The Tuneful Path of “Draw Us in the Spirit’s Tether”

For Sunday, January 18, 2026
Draw Us In The Spirit’s Tether

By David Jolliffe

The anthem that the St. Paul’s choir will sing at the 11 am service on January 18 has traveled a circuitous path from a hymn originally published in the 19th century to Harold Friedell’s lovely expansion and arrangement first performed in 1957, which the choir will perform on Sunday.

Carlton Young, the former editor of the United Methodist Hymnal sketches out the aforementioned path:
In 1874 George H. Bourn privately published Seven Post-Communion Hymns for use in the chapel at St. Edmund’s College, Salisbury. One of the hymns, “Lord, Enthroned in Heavenly Splendor,” was included in Supplement to Hymns Ancient and Modern (1889), and later in The English Hymnal (1906), set to the powerful Welsh tune “Bryn Calfaria.” Percy Dearmer, an Anglican priest and poet, thought this popular tune lacked the desired quiet devotional qualities for a post-Communion hymn. Consequently, he composed three new stanzas and set them to an ancient melody. Before the hymn text was published in the U.S. in Hymnbook for Christian Worship (1970), it gained popularity because of Harold Friedell’s 1957 anthem setting. Friedell (1905-1958) was a professor of theory and composition at the School of Sacred Music, Union Theological Seminary, New York City.

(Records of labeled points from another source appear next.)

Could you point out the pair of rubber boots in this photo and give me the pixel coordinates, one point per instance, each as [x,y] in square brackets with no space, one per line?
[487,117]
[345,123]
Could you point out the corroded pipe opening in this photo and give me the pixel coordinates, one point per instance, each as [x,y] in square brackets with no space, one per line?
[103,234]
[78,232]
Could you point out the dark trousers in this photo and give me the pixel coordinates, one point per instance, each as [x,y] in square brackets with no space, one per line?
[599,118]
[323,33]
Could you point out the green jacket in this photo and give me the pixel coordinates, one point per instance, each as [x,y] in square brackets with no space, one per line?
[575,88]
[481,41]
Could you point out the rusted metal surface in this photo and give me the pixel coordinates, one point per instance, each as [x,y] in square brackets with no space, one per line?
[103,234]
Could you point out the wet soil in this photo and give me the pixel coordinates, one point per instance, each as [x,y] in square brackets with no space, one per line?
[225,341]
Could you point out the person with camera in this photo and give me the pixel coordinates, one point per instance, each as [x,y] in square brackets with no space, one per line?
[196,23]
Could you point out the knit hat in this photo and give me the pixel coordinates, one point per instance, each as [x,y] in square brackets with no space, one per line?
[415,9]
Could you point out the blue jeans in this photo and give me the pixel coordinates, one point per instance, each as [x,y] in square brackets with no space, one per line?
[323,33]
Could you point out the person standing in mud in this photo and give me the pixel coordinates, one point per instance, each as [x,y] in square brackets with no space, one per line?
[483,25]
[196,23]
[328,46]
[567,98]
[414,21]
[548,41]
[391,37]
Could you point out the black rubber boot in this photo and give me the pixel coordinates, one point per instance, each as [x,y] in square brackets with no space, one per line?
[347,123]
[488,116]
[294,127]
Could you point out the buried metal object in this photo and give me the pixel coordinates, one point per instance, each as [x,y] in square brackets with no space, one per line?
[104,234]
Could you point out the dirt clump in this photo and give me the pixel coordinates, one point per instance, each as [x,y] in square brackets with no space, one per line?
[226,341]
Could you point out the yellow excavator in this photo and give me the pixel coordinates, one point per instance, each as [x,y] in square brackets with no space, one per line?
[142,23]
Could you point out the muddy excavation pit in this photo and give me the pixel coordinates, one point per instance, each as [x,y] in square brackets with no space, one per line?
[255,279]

According to Young, Dearmer was one of the most influential leaders in twentieth-century English hymnody.” He was born in Kilburn, Middlesex, England, and died at London’s Westminster Abbey.  Educated at Westminster School and Christ Church, Oxford, Dearmer served as a British Red Cross chaplain in Serbia during World War I. After the war he became a professor of ecclesiastical art at King’s College, London, and later served as canon of Westminster.

Here are the lyrics:

Draw us in the Spirit's tether,
For when humbly in Your name
Two or three are met together,
You are in the midst of them;
Alleluia! Alleluia!
Touch we now Your garment's hem. 

As disciples used to gather
In the name of Christ to sup,
Then with thanks to God the giver
Break the bread and bless the cup,
Alleluia! Alleluia!
So now bind our friendship up.

All our meals and all our living
Make as sacraments of You,
That by caring, helping, giving,
We may be disciples true.
Alleluia! Alleluia!
We will serve with faith anew.

The text beautifully links the singer with the disciples who gathered with Christ at the table (Matthew 18:20). We are joined by a “tether”—an archaic word but an appropriate image of the work of the Holy Spirit that links Christians of every time and place at the table. In the final stanza, Dearmer makes a beautiful and powerful statement that “All our meals and all our living make as sacraments of thee.” Through “caring, helping, giving, we may true disciples be.” Thus, the hymn begins in the upper room with the disciples and comes full circle as we join them around the table and are nourished to serve others in the world.